A crise e a estratégia fiscal
Amir Khair
A crise de 2008 atingiu o cerne do sistema financeiro mundial, salvo provisoriamente
pelos governos, que assumiram dívidas para evitar uma quebradeira geral desse
sistema e o consequente colapso social e econômico dos países que constituem o
cerne do sistema capitalista – EUA, Europa e Japão.
O pagamento dessas dívidas está caindo nas costas da população, que reage às
consequências da solução adotada por esses países para reverter a elevação do
endividamento, que foi de conter o crescimento econômico e cortar despesas públicas
que beneficiavam a população.
Não está dando certo. A situação fiscal tende a se agravar, quando se pisa no freio da
economia e se cortam despesas públicas. A explicação é simples: a redução da
despesa acaba sendo inferior às perdas causadas por: a) redução da arrecadação e;
b) elevação dos juros, devido aos empréstimos que foram elevados.
1. Crescimento - O Brasil, felizmente, não tinha o sistema financeiro comprometido
com títulos podres e adotou com agilidade políticas anticíclicas fiscais e monetárias.
Mesmo assim, não conseguiu evitar a recessão de 0,6% do PIB em 2009, rompendo
um crescimento médio anual de 4,81% ocorrido nos cinco anos que antecederam a
crise (2004 a 2008).
Mas as medidas anticíclicas foram produzindo seus efeitos de estímulo ao consumo e
investimento, coroando 2010 com um crescimento de 7,5%. Algumas análises
acharam exagerado esse crescimento. Não foi. O crescimento médio do biênio
2009/2010 foi de 3,35%. Assim, a crise afetou o ritmo de crescimento, reduzindo-o
em 1,46 pontos percentuais (4,81 menos 3,35).

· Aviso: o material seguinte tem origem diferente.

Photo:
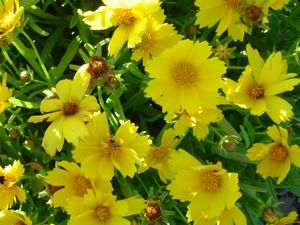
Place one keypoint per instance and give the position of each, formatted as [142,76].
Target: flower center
[147,42]
[102,213]
[159,154]
[125,16]
[234,3]
[70,108]
[256,91]
[98,67]
[210,181]
[185,74]
[81,184]
[278,153]
[112,148]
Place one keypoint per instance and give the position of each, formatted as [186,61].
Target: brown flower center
[210,181]
[125,16]
[102,213]
[81,184]
[185,74]
[112,148]
[235,3]
[256,91]
[70,108]
[278,153]
[98,67]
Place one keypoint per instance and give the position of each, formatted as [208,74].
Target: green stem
[37,55]
[228,128]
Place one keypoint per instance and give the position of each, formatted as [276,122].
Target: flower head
[72,182]
[209,188]
[155,39]
[275,159]
[129,16]
[5,94]
[68,112]
[9,217]
[100,152]
[9,189]
[103,209]
[180,76]
[10,14]
[259,85]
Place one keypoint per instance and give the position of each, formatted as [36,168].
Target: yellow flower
[10,14]
[275,159]
[71,181]
[232,216]
[9,190]
[259,85]
[228,16]
[156,38]
[68,112]
[101,152]
[9,217]
[209,188]
[165,158]
[103,209]
[129,16]
[198,121]
[278,4]
[184,78]
[5,94]
[289,219]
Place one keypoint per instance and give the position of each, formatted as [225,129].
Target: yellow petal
[53,139]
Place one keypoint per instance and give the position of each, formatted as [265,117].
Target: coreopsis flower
[67,112]
[156,38]
[180,76]
[9,189]
[232,216]
[103,209]
[129,16]
[10,14]
[278,4]
[210,189]
[259,85]
[275,159]
[5,94]
[72,182]
[10,217]
[198,121]
[100,152]
[228,16]
[291,218]
[164,157]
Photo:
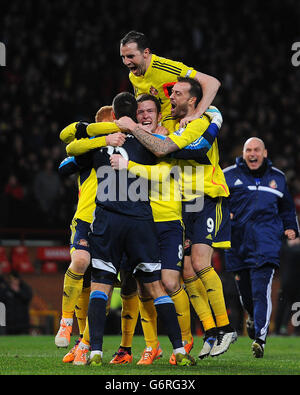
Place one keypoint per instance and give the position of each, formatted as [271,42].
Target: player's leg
[199,300]
[166,313]
[215,233]
[81,309]
[73,280]
[148,315]
[243,283]
[261,281]
[106,253]
[129,316]
[171,236]
[83,348]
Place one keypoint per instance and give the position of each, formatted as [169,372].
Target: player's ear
[146,52]
[265,153]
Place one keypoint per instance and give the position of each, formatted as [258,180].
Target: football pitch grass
[37,355]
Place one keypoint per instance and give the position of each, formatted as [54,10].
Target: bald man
[262,212]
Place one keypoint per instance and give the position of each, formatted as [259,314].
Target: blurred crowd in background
[63,63]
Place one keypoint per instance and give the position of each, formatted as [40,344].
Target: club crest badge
[273,184]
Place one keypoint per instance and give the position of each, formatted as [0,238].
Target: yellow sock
[182,306]
[199,300]
[214,289]
[149,321]
[81,308]
[72,290]
[86,333]
[130,313]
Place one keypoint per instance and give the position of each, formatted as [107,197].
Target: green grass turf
[37,355]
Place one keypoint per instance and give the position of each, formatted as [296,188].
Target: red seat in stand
[20,260]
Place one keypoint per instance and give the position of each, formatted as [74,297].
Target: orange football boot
[69,357]
[187,346]
[122,357]
[150,355]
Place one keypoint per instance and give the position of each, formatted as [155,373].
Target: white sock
[180,350]
[96,352]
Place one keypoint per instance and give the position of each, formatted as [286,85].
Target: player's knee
[79,263]
[171,285]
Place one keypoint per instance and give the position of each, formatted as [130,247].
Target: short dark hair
[124,104]
[147,96]
[195,88]
[136,37]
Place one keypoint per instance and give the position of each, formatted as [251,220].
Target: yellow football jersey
[87,188]
[199,178]
[164,190]
[158,80]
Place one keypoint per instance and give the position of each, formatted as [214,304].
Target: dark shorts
[119,234]
[211,225]
[171,236]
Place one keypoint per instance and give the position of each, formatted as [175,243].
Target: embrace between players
[167,137]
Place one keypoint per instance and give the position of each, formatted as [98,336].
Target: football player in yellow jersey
[77,277]
[156,75]
[207,227]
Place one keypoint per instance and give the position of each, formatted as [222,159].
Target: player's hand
[125,123]
[162,131]
[187,120]
[118,162]
[214,115]
[81,130]
[290,234]
[115,139]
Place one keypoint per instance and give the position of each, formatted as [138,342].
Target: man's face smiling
[147,115]
[134,59]
[179,99]
[254,153]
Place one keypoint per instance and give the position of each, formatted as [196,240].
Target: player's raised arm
[81,146]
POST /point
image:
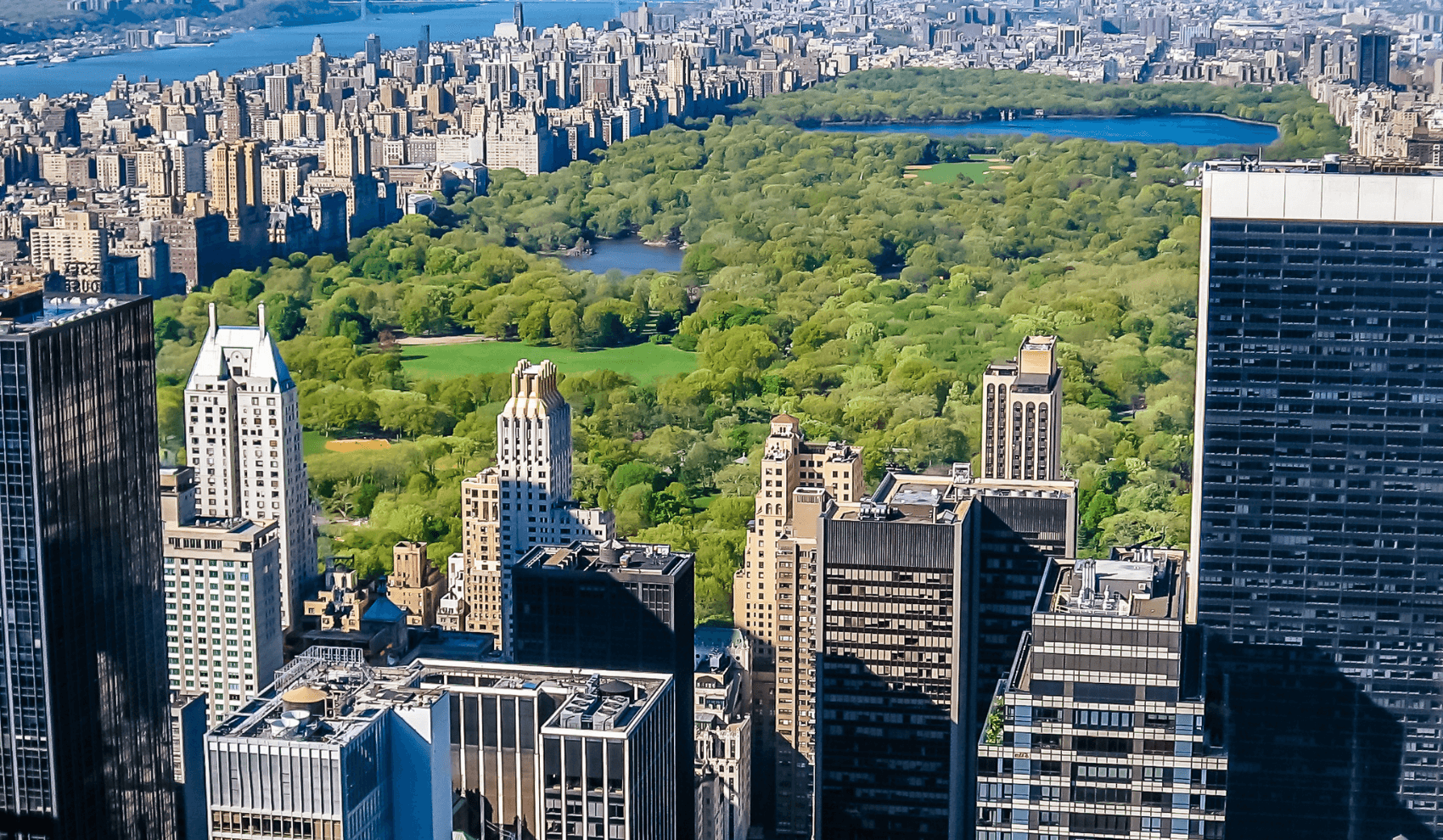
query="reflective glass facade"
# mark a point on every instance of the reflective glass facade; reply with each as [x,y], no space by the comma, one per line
[84,719]
[1321,516]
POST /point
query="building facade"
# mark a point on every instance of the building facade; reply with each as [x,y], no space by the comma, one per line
[1022,415]
[222,599]
[524,500]
[723,735]
[898,622]
[774,602]
[243,439]
[334,751]
[560,753]
[86,720]
[1317,494]
[1100,726]
[622,607]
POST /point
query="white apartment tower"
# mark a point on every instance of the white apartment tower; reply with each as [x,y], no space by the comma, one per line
[1022,415]
[222,599]
[521,501]
[243,439]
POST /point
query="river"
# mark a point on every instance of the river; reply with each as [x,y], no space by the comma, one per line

Há que recuperar a tendência de crescimento ocorrida de 2004 a 2008 e o Brasil tem
potencial para crescer acima de 5%. Infelizmente o governo se dobrou perante o risco
da perda de controle do processo inflacionário vindo de fora e típico do primeiro
quadrimestre. Como resposta cortou R$ 50 bilhões do orçamento e adotou na política
monetária a elevação da Selic.
O objetivo foi o de reduzir o ritmo de crescimento. O erro na estratégia do governo
foi desconsiderar que poderia ocorrer uma recidiva da crise, que iria afetar o
crescimento e reduzir a inflação. O governo acabou de rebaixar a previsão do
crescimento de 4,5% para 4,0% em decorrência do impacto da crise. Outras análises
consideram que será inferior a 4%.
2. Inflação - A partir de setembro de 2010, em consequência da decisão do banco
central americano de injetar na economia US$ 600 bilhões até junho deste ano, as
commodities foram subindo de preço para compensar a desvalorização do dólar e pela
especulação financeira na aposta de que o dólar continuaria a se desvalorizar perante
as outras moedas.
Essa elevação de preços aumentou a inflação em todos os países. Coincidentemente
no primeiro quadrimestre ocorre quase metade da inflação do ano, devido às chuvas e
despesas como IPTU, IPVA, material e matrícula escolar, etc. Para agravar, ocorre a
falta de etanol, da entresafra da cana de açúcar, que respondeu por parte significativa
da inflação.
O controle da inflação passível de ação do governo é na dosagem do ritmo de
crescimento dos empréstimos para o consumo, como feito pela primeira vez em 6 de
dezembro, na última reunião do Copom de 2010.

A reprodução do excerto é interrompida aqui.